Frau mit Wärmflasche

Gerinnungsstörungen wie das von-Willebrand-Syndrom können die Intensität und die Länge der Monatsblutung beeinflussen. Im Gegensatz zu sichtbaren Blutungen wie dem Nasenbluten ist eine verlängerte oder verstärkte Monatsblutung bei einem Tabuthema wie Menstruation für viele Mädchen und Frauen schwerer zu erkennen. Einschätzungen der Mutter oder Schwestern „Das ist doch normal, bei mir ist das auch so…“, können unter Umständen eine richtige Diagnose und Therapie verhindern, weil die Mutter oder Schwester selbst auch von dem erblich bedingten Mangel des von Willebrand betroffen sein können. 



Wie sieht die normale Monatsblutung aus ?

 
Unter dem folgenden Link können Sie nachlesen, was während des Zyklus im Körper einer Frau passiert.
Die Dauer der Menstruationsblutung liegt in der Regel zwischen vier und sechs Tagen. Die Stärke der Blutung ist individuell sehr verschieden. Durchschnittlich verliert eine Frau zwischen 30 bis 80 ml Blut. Am zweiten Tag ist die Blutung bei den meisten Frauen am stärksten.
Wenn die Blutung länger als sechs Tage andauert spricht man von einer verlängerten Blutung (Menorrhagie).
Von einer verstärkten Monatsblutung (Hypermenorrhagie) spricht man, wenn eine Frau mehr als 80 ml Blut während einer Monatsblutung verliert. Die Stärke der Blutung kann an der Zahl der verbrauchten Binden und Tampons gemessen werden. Wenn Sie den Link anklicken, finden Sie einen Bogen zur Dokumentation der Menstruationsstärke. Wenn Sie den Verdacht haben, dass Ihre Monatsblutung verlängert oder verstärkt ist, füllen Sie den Bogen über mehrere Zyklen aus und besprechen das Ergebnis mit Ihrem/r Frauenarzt/ärztin.

Wenn die Regelblutung verstärkt und verlängert ist, kann dies auch Auswirkungen auf das Allgemeinbefinden haben. Durch den hohen Blutverlust kann es zu einer Verminderung der roten Blutkörperchen und des Eisengehaltes im Blut kommen.
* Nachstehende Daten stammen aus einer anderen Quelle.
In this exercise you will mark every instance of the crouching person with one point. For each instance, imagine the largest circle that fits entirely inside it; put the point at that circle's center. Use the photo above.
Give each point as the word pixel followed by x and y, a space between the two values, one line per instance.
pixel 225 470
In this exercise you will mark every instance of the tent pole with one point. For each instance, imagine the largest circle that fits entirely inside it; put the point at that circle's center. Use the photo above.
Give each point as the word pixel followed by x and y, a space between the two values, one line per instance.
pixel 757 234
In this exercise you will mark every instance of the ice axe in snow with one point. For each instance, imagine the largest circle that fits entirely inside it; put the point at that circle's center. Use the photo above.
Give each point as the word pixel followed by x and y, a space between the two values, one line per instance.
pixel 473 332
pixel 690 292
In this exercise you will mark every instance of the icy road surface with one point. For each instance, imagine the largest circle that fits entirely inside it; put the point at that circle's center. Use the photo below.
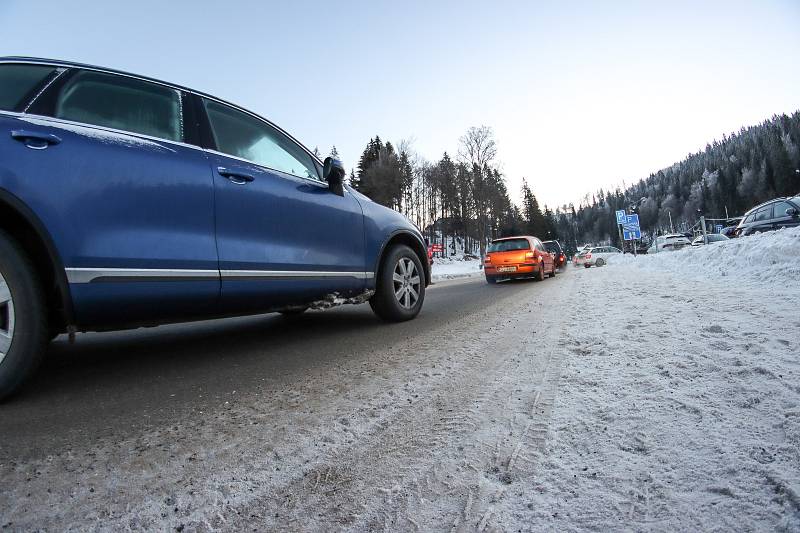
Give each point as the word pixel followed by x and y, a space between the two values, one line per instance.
pixel 643 395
Als Folge fühlen die Frauen sich sehr müde, matt und erschöpft und sind im Extremfall während der Tage bettlägerig.

Verstärkte und verlängerte Monatsblutung kann eine Reihe von Ursachen haben. Häufig sind organische Veränderungen wie Myome oder Polypen und schlimmstenfalls Tumore die Ursache für eine verstärkte Monatsblutung. An diese organischen Veränderungen sollte man vor allem denken, wenn sich die Stärke und Dauer der Periodenblutung im Laufe der Zeit verändert.
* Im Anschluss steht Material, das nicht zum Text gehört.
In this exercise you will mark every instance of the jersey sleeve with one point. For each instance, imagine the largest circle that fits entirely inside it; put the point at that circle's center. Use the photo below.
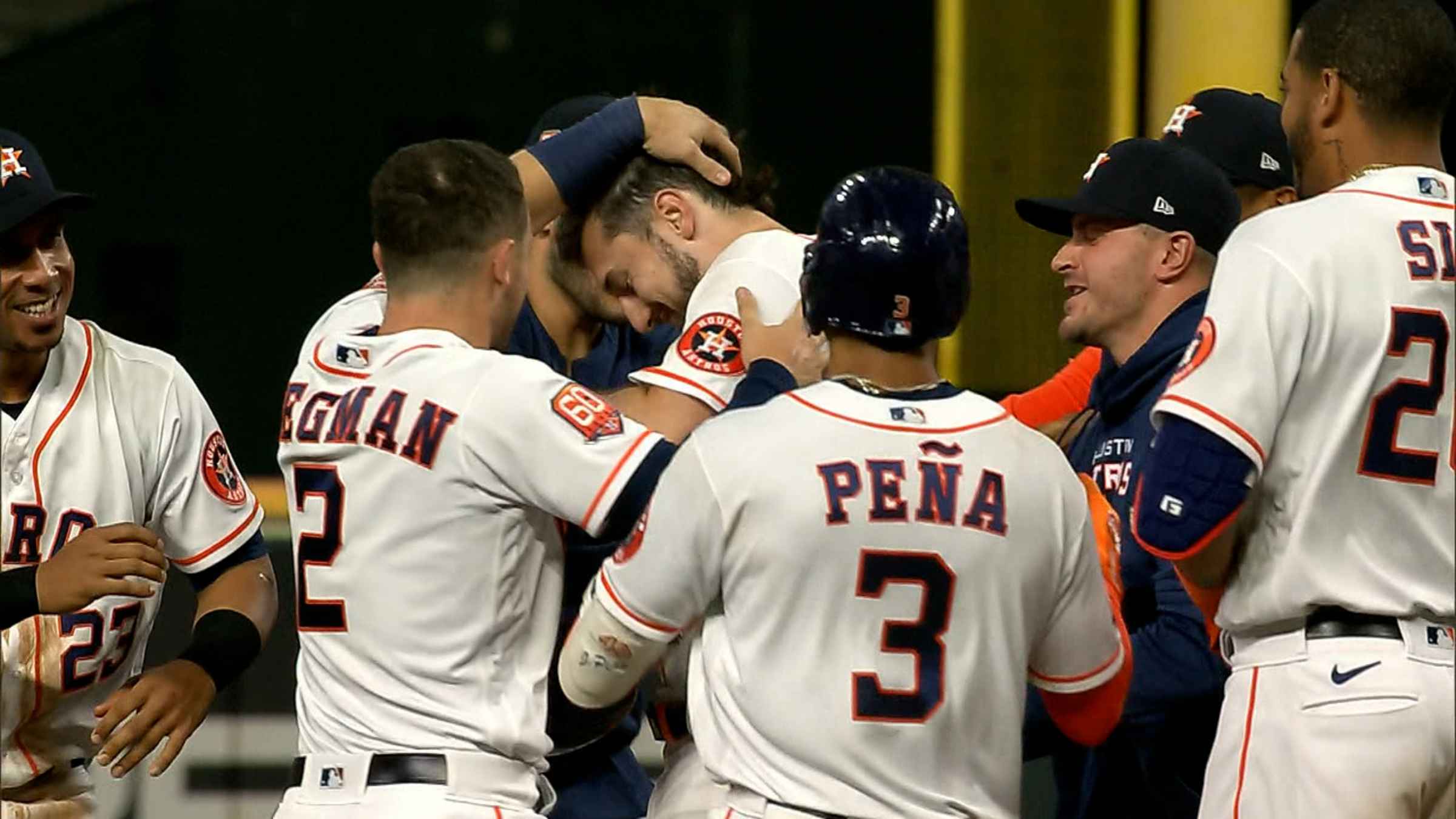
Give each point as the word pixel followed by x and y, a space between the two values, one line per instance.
pixel 667 573
pixel 1082 644
pixel 552 443
pixel 1060 396
pixel 707 360
pixel 1238 372
pixel 201 506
Wenn eine Frau von der ersten Regelblutung unverändert immer wieder eine verstärkte und verlängerte Monatsblutung hat, sollten Sie mit dem Arzt auch einmal über die Diagnose einer Blutgerinnungsstörung , wie dem von-Willebrand Syndrom sprechen.
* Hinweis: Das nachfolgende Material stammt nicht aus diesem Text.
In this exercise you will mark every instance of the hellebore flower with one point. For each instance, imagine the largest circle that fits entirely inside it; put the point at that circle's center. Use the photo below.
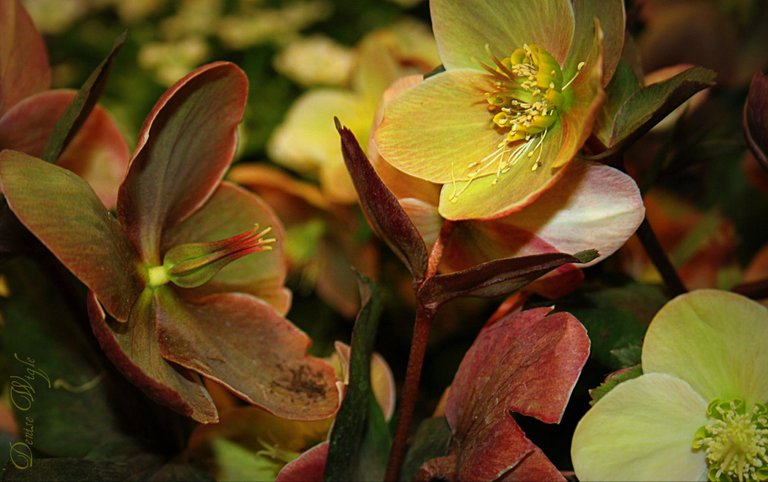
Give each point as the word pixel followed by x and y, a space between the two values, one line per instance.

Wenn die Blutung nach der Einnahme der Pille kürzer und schwächer geworden ist, davor aber verstärkt und verlängert war und andere Symptome wie Nasenbluten oder Zahnfleischbluten gehäuft auftreten, sollten Sie mit Ihrem behandelnden Arzt auch über eine Diagnostik des von-Willebrand-Syndroms sprechen. Durch die Einnahme der Pille können die Blutungsprobleme verschleiert werden, im Notfall oder einem operativen Eingriff können Blutungen auftreten, die dann mit einer richtigen Diagnose sicher behandelt werden können.